The design of a clinical trial is very important because a poorly designed study could produce misleading results. For example, suppose that a new drug (call it Drug X) is compared to an existing drug (Drug S) to determine whether it works better in treating a medical condition. If Drug X is given only to men aged 25-30 and Drug S is given only to women aged 50-55, then any differences observed between the two drugs might actually be caused by the differences in the gender and age of the two study groups.

Because different people may react differently to medicines, sometimes two drugs being compared will be given at different times to the same person. Statisticians refer to this approach as blocking.
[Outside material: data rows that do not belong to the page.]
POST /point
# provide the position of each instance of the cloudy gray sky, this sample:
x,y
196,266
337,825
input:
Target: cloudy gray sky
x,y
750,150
In other studies, each person may be given only one of the two drugs using a random selection procedure, such as flipping a coin (heads = Drug X, tails = Drug S). Then, the people who receive Drug X should not be too different in terms of age and gender from the people who receive Drug S. Statisticians refer to this approach as randomization. Blocking and randomization are widely used tools in scientific experiments.

Statistics majors learn about these tools and about various methods for collecting and analyzing data in experiments, sample surveys, and observational studies. Those students who pursue an Emphasis in Biostatistics also take courses in biology, ecology, or health science that help to prepare them to do statistical work in these areas of application.